SNAP

From left, David Clohessy and Larry Davis, members of the Survivors Network of those Abused by Priests, urge the Salina diocese to add names of “credibly accused” clergy members and punish those who did not thoroughly investigate claims of abuse during a news conference outside the Seven Dolors of the Blessed Virgin Mary Catholic Church Tuesday.

A victim advocacy group is calling for the Catholic Diocese of Salina to show more transparency in revealing details of sexual abuse by clergy members.

At a meeting with members of the media Tuesday outside the Seven Dolors of the Blessed Virgin Mary Catholic Church, where two former priests who have been credibly accused worked, David Clohessy and Larry Davis of the Survivors Network of those Abused by Priests (SNAP) accused the diocese of withholding names of three more priests with substantiated abuse claims. The men all worked in the diocese’s area at some point. One of the men, Father Donald McCarthy, served in Manhattan in the 1960s and 1980s, but the claim of abuse didn’t take place in town.

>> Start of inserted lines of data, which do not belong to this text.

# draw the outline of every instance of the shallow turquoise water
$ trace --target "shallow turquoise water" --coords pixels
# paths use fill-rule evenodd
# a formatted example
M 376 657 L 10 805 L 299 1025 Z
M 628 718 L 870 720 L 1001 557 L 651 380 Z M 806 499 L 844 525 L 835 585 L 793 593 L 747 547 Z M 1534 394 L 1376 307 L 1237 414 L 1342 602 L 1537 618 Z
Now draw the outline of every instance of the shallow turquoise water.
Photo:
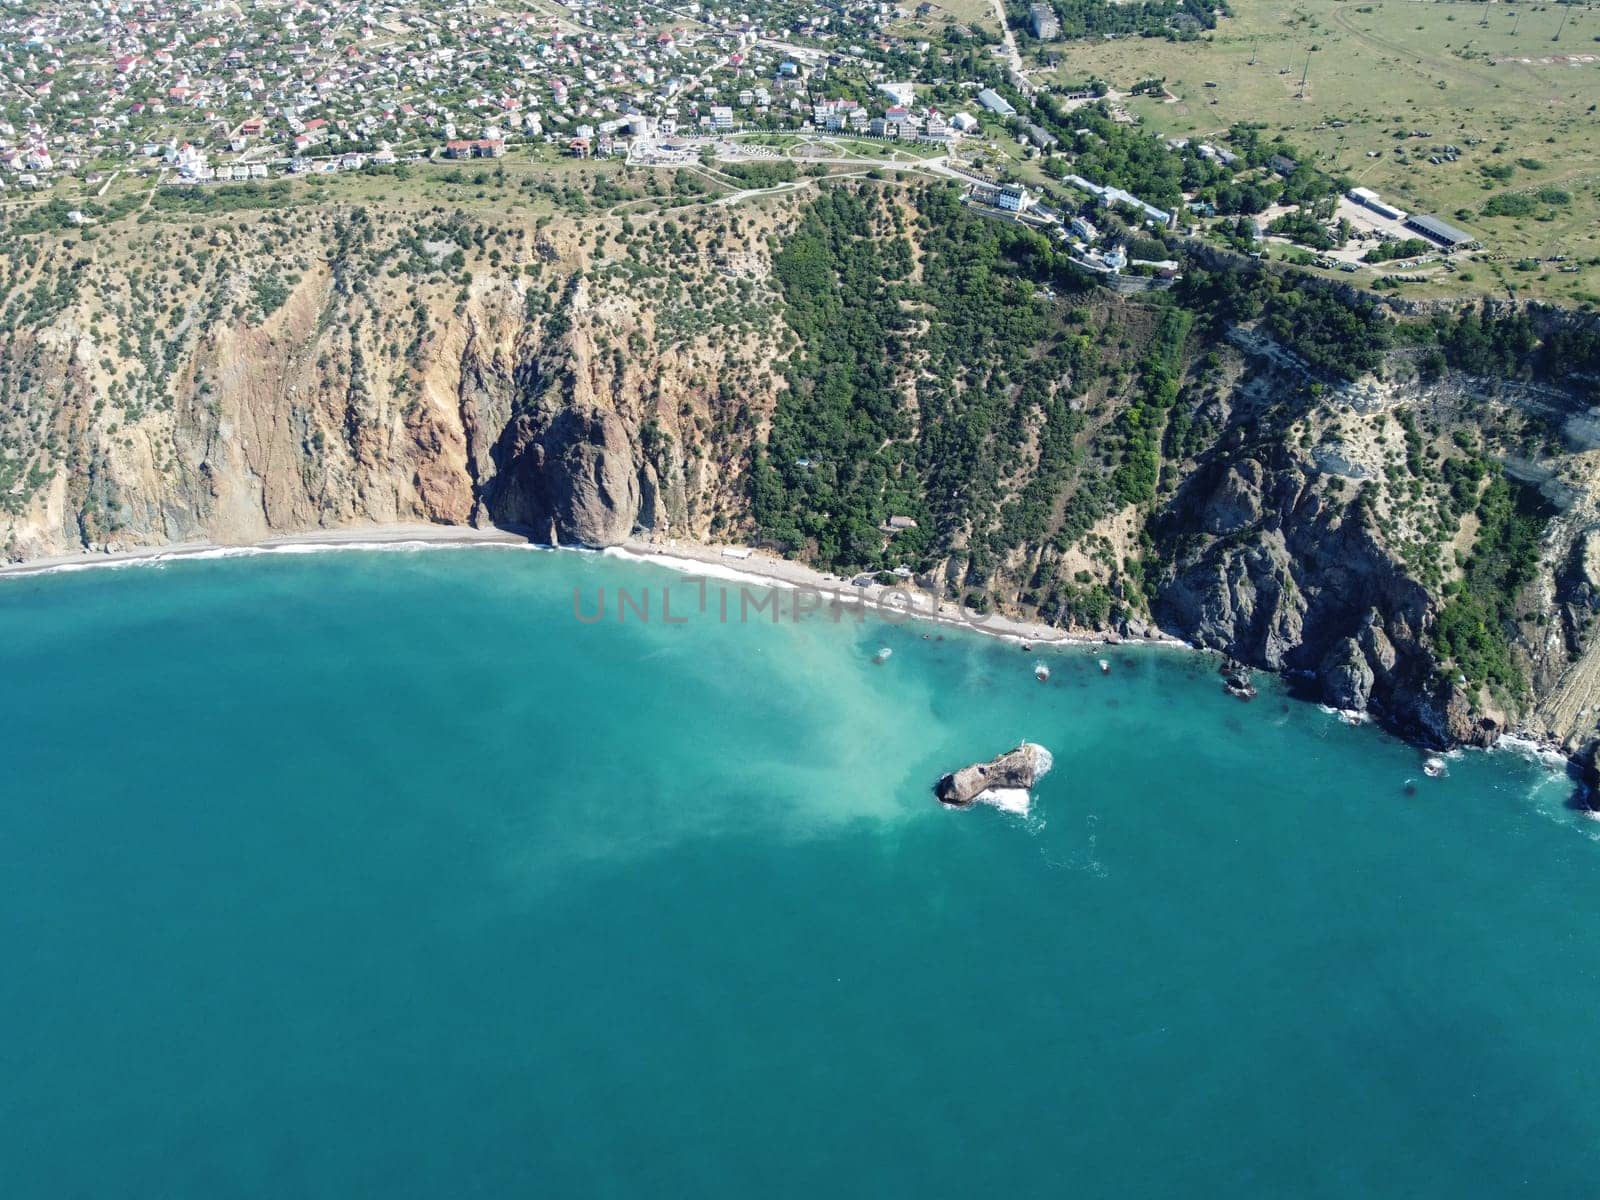
M 1181 652 L 573 617 L 675 579 L 0 581 L 0 1191 L 1595 1194 L 1563 776 Z M 1031 816 L 932 801 L 1024 737 Z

SNAP also staged protests at other locations across Kansas Tuesday.

“All those people in the church (who were involved or complicit) need to be brought to justice,” Davis said. “Then also that can start the healing process for the victims. We hope that it finally breaks loose. We want to bring to people who are suffering an avenue for peace and justice.”

In March, the diocese, which oversees the Manhattan area, released a list of 14 clergy members who had substantiated allegations of sexual abuse of a minor. The report included three priests who had served in Manhattan since the 1950s, and several more who served at other area churches. The list included priests William Merchant, who died in 1975, and John Moeder, who died in 2012. Both served at Seven Dolors.

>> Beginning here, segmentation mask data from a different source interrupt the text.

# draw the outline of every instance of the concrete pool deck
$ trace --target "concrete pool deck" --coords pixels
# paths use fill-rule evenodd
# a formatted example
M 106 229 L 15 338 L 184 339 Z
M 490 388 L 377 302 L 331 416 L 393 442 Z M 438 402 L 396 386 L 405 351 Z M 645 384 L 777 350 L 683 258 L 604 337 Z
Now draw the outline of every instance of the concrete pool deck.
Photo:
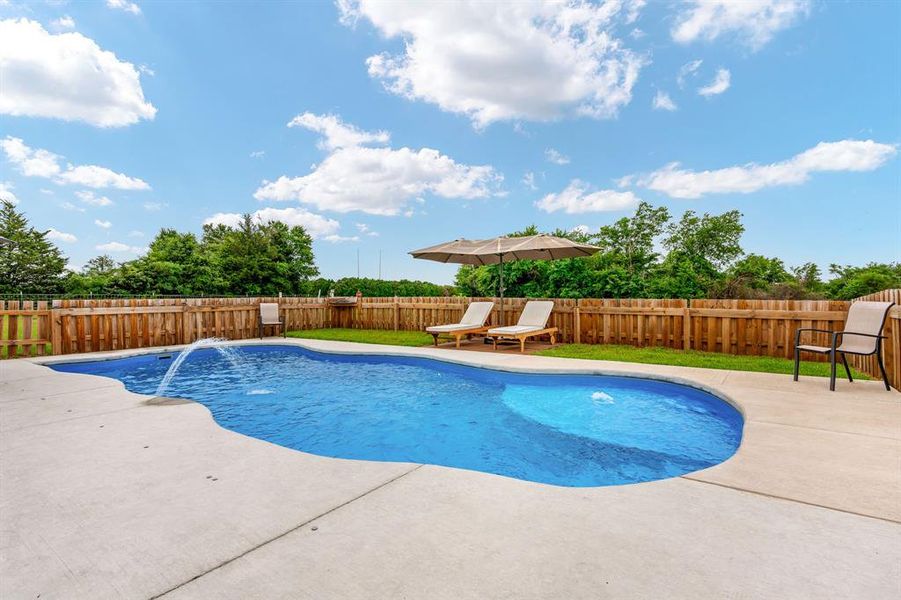
M 249 342 L 255 343 L 255 342 Z M 743 412 L 683 477 L 563 488 L 323 458 L 0 362 L 2 598 L 895 598 L 901 394 L 879 382 L 267 339 L 507 370 L 660 377 Z M 98 360 L 163 349 L 54 357 Z

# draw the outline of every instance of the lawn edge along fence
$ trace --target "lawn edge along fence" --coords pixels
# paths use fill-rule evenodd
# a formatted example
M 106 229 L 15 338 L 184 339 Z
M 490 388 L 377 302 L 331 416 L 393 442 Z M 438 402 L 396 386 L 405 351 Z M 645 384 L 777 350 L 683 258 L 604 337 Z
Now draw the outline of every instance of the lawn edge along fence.
M 256 337 L 260 302 L 277 302 L 288 329 L 345 327 L 423 330 L 457 322 L 466 306 L 490 298 L 116 298 L 0 301 L 0 356 L 100 352 L 188 344 L 204 337 Z M 529 299 L 504 301 L 515 323 Z M 851 302 L 834 300 L 653 300 L 551 298 L 550 326 L 564 342 L 629 344 L 725 354 L 792 357 L 799 327 L 841 330 Z M 901 304 L 901 290 L 857 300 Z M 491 323 L 498 322 L 498 310 Z M 901 307 L 887 320 L 883 345 L 889 380 L 901 387 Z M 828 345 L 818 334 L 807 343 Z M 822 360 L 822 358 L 821 358 Z M 875 357 L 854 357 L 879 377 Z

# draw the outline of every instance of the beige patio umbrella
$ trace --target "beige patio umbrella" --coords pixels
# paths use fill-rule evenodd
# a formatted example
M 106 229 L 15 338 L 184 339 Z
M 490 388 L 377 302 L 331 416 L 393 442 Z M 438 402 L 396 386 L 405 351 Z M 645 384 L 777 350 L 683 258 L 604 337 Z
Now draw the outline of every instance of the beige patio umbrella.
M 512 260 L 558 260 L 591 256 L 600 252 L 597 246 L 580 244 L 553 235 L 525 237 L 501 236 L 490 240 L 459 239 L 410 252 L 413 258 L 463 265 L 499 265 L 498 295 L 500 324 L 504 324 L 504 262 Z

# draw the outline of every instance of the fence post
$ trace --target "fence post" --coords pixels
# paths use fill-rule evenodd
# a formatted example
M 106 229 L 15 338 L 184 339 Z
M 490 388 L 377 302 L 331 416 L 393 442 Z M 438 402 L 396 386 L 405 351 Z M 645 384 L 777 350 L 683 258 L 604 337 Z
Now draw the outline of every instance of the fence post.
M 50 309 L 50 352 L 63 354 L 63 318 L 59 314 L 58 300 L 54 300 Z
M 582 343 L 582 319 L 579 316 L 579 303 L 581 299 L 576 299 L 576 306 L 573 308 L 573 343 Z
M 682 309 L 682 349 L 691 350 L 691 300 L 685 301 Z
M 397 328 L 400 324 L 400 302 L 397 300 L 397 295 L 394 296 L 394 331 L 397 331 Z
M 182 344 L 190 344 L 194 341 L 194 313 L 190 305 L 182 304 L 181 313 L 181 341 Z

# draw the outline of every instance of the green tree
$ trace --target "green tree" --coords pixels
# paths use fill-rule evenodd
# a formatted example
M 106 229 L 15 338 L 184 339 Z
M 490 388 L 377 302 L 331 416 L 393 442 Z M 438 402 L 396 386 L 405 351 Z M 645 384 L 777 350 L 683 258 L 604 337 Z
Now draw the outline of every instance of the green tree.
M 147 254 L 123 267 L 117 287 L 144 294 L 192 295 L 204 292 L 206 264 L 193 233 L 162 229 Z
M 0 293 L 48 294 L 62 288 L 66 258 L 47 233 L 31 227 L 12 202 L 0 204 L 0 236 L 13 242 L 0 246 Z
M 112 291 L 111 281 L 118 269 L 119 265 L 112 257 L 106 254 L 95 256 L 84 264 L 79 273 L 70 272 L 63 288 L 71 296 L 109 294 Z
M 85 275 L 108 275 L 112 273 L 118 265 L 113 257 L 109 254 L 101 254 L 88 260 L 82 267 L 81 272 Z
M 659 255 L 654 242 L 670 219 L 666 207 L 641 202 L 631 217 L 600 228 L 591 241 L 603 249 L 595 258 L 599 297 L 641 297 Z
M 760 298 L 773 294 L 777 284 L 794 281 L 778 258 L 748 254 L 733 264 L 725 277 L 714 282 L 709 295 L 714 298 Z M 780 296 L 785 296 L 783 292 Z
M 216 293 L 295 294 L 319 274 L 313 240 L 303 227 L 262 223 L 246 214 L 237 227 L 205 225 L 203 254 Z
M 663 245 L 670 252 L 684 254 L 692 261 L 706 261 L 716 268 L 727 267 L 743 254 L 741 213 L 730 210 L 721 215 L 704 213 L 698 216 L 693 210 L 685 211 L 678 223 L 666 228 Z
M 853 300 L 889 288 L 901 288 L 901 263 L 869 263 L 863 267 L 830 265 L 834 276 L 826 293 L 835 300 Z

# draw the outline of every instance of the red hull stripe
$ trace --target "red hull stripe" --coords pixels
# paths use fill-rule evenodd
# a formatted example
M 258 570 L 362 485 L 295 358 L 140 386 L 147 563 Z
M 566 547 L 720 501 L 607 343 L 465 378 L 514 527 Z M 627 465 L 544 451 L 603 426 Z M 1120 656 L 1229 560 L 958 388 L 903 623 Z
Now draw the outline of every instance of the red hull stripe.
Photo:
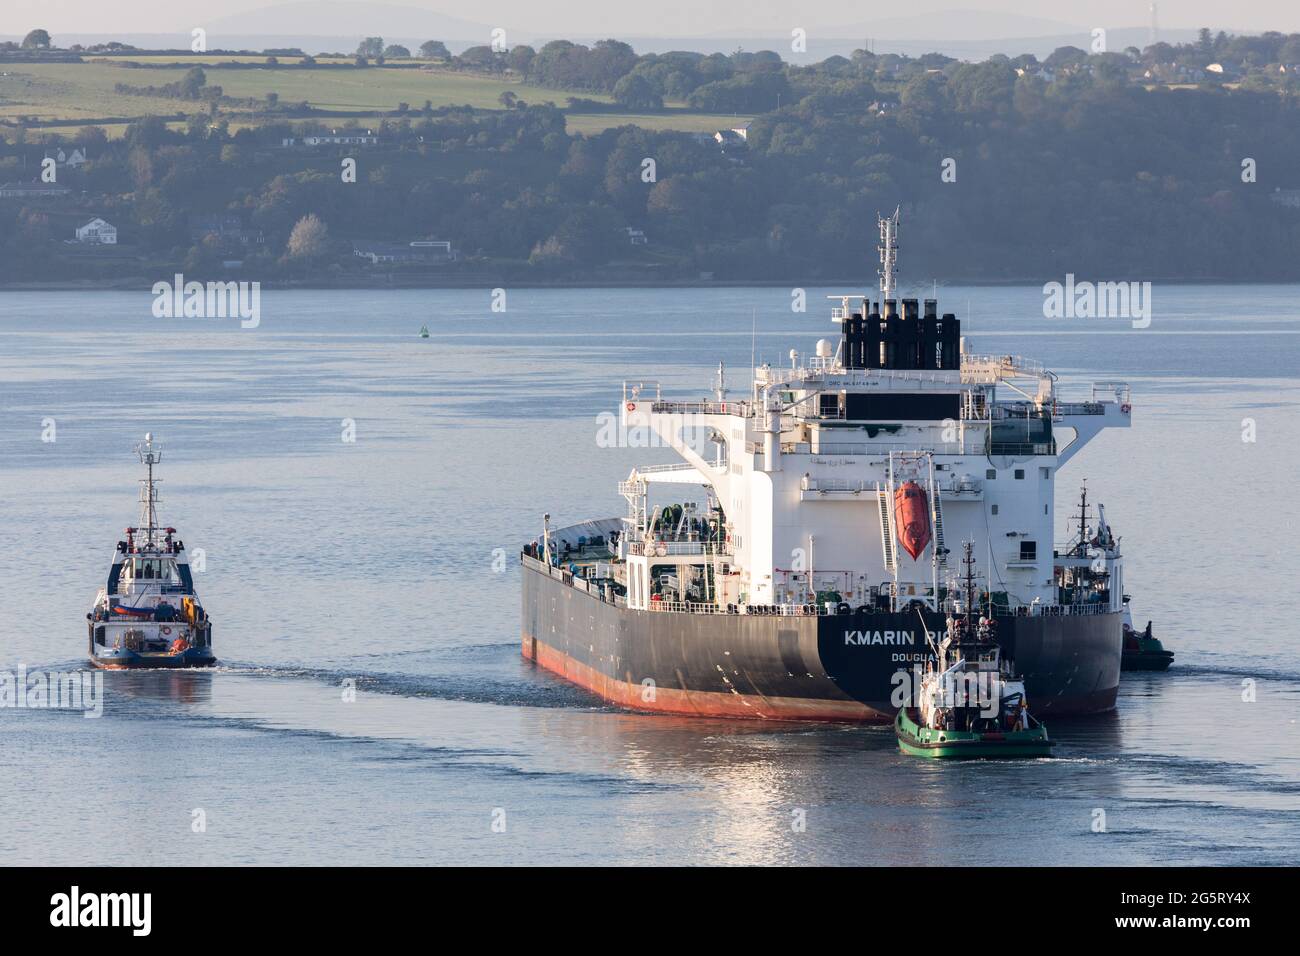
M 762 697 L 718 691 L 649 688 L 619 680 L 574 660 L 563 651 L 523 636 L 523 655 L 553 674 L 584 687 L 611 704 L 657 714 L 692 717 L 747 717 L 750 720 L 832 720 L 889 723 L 893 718 L 853 700 Z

SNAP called for the diocese to include photos, locations and work histories of all “proven, admitted and credibly accused clerics,” name and punish the individuals responsible for “covering up” the abuse and admit wrongdoing in not thoroughly investigating past claims of sexual abuse.

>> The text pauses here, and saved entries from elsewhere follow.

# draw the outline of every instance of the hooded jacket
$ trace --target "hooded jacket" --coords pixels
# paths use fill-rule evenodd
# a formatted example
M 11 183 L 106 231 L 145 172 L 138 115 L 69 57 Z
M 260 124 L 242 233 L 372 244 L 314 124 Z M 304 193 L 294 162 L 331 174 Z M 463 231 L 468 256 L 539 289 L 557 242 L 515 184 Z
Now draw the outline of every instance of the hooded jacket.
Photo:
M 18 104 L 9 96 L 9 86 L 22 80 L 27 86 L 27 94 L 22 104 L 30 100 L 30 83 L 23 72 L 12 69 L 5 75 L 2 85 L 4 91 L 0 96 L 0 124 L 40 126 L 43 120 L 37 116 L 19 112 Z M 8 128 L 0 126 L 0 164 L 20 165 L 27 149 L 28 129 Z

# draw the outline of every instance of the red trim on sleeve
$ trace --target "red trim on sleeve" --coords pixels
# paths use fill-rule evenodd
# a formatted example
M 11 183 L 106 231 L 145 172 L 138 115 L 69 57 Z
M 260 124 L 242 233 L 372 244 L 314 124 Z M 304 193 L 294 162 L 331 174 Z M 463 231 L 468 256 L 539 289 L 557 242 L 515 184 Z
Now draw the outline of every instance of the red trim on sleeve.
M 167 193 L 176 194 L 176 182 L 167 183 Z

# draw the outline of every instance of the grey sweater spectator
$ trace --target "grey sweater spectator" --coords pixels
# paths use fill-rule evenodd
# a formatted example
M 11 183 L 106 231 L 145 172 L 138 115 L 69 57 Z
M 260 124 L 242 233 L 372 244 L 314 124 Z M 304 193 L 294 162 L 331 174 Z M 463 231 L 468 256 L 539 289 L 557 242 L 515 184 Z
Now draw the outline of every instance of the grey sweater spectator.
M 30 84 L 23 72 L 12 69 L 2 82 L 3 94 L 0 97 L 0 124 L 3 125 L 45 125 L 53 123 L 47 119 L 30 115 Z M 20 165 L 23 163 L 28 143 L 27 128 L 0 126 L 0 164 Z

Clohessy, SNAP’s Missouri director, and Davis said they would like to see more consequences through the law or the church for people who have had substantiated claims against them. Clohessy said this endeavor is not only about seeking justice after the fact but also preventing abuse from happening in the first place.

“(Adults) can heal ourselves,” Clohessy said. “It’s a lot easier if people in power positions can help us, but we can take care of ourselves. Kids can’t. The easiest way (to prevent abuse) is to put every name of every predator out there, even if a priest hasn’t been in this diocese for 30 years.”

In a statement Tuesday, the Salina Diocese said it has been cooperating with the KBI investigation looking into sexual abuse of minors by members of the Kansas Catholic clergy, as well as with past investigations into priests.

The diocese said SNAP alleged it had omitted the names of Father Donald McCarthy, who died in 2017, and Ronald Gilardi and Thaddeus Posey, two priests from the Capuchin Province of St. Conrad, Colorado.

The Capuchin Province also released a list of substantiated allegations in March, which included Gilardi and Posey.

The Salina Diocese said it cooperated with law enforcement when Texas officials tried McCarthy in 2007. He was found not guilty. The statement said the diocese’ Lay Review Board also reviewed the allegation from Texas, but could not substantiate the claim.

McCarthy’s duties in Manhattan included assistant pastor at Seven Dolors from 1962 to 1963, guidance counselor at Luckey High School from 1963 to 1965 and superintendent at Manhattan Catholic Schools from 1984 to 1986.

“The Lay Review Board of the Salina Diocese continues to evaluate allegations, and cooperate with the KBI as new allegations are made,” it said. “When an allegation is proven to be substantiated, the diocese will add the name of the clergy member to its list, which can be found at salinadiocese.org/home/clergy-abuse.”

Clohessy urges victims to speak out if they have been abused, whether that is to the law enforcement, therapists or family members.

“If you’re hurting, please please speak up,” he said. “Silence is deadly. … (The trauma) never goes away completely, but you can build a better life if you’re just willing to stick your neck out and find somebody trustworthy and share the burden.”